# Nabisco closing US plants, moving to Mexico



## i_am_Lois (Mar 16, 2014)

What will happen to the US economy when there is no more industry here?
I grew up in Philadelphia and know many people who supported their families with the jobs they had working for Nabisco.
This sort of thing seems to be a new trend among corporations.
Produce their product overseas where they can reap bigger profits because they use cheaper labor and usually don't have to deal with unions and I bet there are far less regulations & inspections by government agencies.
Their greed comes at a huge loss for us.
http://abclocal.go.com/wpvi/story?section=news/local&id=9316481


----------



## That Guy (Mar 16, 2014)

It's that globalization thing.


----------



## Happyflowerlady (Mar 16, 2014)

With the falling economy here in the US, plus all the changes that the President has been making for businesses, it seems like more and more of what used to be large companies are either quitting, moving, or restructuring.
Obama wants to raise the minimum wage, which means employers, who are already struggling, will have to either cut down on employees, or work them fewer hours. Since employers also are going to be expected to pay for health insurance at a higher rate, thanks to Obamacare, even more cuts will have to be made. 
It is getting harder and harder for a business to keep operating, and almost impossible for a small business to even exist; so more and more products are coming here from places like China, and with so many Americans out of work, we often have to buy the cheapest products when that is all we can afford.
Even pensions for seniors and veterans are being cut; while more money goes to the illegal hispanic families that are pouring over our borders. They find the jobs, pack together like sardines in their apartments, and send the money they earn back to Mexico, so it is hurting our economy even more.
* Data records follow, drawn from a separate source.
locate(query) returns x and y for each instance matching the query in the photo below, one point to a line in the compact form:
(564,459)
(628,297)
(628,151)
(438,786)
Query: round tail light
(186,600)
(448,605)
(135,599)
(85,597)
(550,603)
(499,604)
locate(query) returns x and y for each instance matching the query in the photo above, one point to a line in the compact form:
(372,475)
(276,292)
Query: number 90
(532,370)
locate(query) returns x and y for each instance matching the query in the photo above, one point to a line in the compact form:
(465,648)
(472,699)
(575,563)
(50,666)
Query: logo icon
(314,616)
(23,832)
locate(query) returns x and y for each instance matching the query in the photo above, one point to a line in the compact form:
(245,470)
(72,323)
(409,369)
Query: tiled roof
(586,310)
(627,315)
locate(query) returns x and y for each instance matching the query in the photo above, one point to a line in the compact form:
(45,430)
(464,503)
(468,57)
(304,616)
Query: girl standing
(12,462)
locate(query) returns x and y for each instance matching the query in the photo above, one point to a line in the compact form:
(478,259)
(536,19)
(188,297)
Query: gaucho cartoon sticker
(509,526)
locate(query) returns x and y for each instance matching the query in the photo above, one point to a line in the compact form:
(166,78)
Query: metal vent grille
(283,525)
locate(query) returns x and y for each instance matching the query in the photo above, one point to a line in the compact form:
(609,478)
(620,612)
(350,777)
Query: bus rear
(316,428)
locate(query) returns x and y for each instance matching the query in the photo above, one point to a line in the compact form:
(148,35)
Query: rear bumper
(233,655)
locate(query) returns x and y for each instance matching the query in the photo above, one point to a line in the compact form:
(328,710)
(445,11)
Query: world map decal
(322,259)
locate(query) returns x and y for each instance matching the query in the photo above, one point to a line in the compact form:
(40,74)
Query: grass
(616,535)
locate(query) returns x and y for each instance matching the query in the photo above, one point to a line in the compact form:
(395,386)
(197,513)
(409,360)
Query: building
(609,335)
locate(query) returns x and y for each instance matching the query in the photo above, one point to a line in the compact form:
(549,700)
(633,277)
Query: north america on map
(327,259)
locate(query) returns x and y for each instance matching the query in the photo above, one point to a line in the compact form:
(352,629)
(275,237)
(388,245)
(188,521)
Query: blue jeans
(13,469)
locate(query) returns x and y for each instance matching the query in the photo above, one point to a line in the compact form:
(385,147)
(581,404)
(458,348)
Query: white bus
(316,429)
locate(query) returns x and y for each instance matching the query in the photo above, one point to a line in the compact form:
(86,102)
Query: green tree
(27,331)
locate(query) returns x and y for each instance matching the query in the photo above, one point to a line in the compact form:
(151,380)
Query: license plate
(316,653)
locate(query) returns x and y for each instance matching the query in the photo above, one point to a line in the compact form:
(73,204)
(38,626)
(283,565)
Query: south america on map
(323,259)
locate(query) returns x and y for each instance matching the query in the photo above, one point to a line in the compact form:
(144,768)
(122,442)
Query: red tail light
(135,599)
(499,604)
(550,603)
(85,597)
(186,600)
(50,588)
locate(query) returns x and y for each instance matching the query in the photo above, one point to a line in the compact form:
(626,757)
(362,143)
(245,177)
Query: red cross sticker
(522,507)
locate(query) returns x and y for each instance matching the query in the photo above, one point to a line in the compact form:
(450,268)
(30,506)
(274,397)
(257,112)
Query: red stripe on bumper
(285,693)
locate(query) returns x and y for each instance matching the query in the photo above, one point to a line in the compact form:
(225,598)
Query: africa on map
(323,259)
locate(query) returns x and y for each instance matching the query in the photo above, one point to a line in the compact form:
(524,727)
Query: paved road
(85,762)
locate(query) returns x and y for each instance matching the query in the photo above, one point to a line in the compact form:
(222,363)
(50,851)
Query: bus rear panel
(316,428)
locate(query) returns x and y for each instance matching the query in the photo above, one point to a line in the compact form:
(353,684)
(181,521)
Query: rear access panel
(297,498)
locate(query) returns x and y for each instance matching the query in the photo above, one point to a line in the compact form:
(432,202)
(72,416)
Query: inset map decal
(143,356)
It is terrible to see America losing our businesses, but unless something changes in how this country is being run; it is only going to keep getting worse.


----------



## SeaBreeze (Mar 16, 2014)

That's funny you mentioned it, I was buying these Nabisco thin cookies that seemed pretty low fat and healthy, when hubby mentioned they were made in Mexico, I was surprised.  Guess I just read that they were distributed in New Jersey.  I have to see all of our businesses going to other countries, doesn't look very promising for the American worker and his family.


----------



## Davey Jones (Mar 16, 2014)

Maybe Obama can give them another bailout.


----------



## SifuPhil (Mar 16, 2014)

Supposedly the plant won't be closing until 2015, and the work will be re-distributed to their Fair Lawn, NJ and Richmond, VA plants - no mention of Mexico.

Mondelez also claims that a part of their lower earnings is due to the Chinese eating less Oreos.


----------



## Warrigal (Mar 16, 2014)

Welcome to Australia.

Several of our iconic businesses were sold to the Americans who then closed them down and moved production off shore.


----------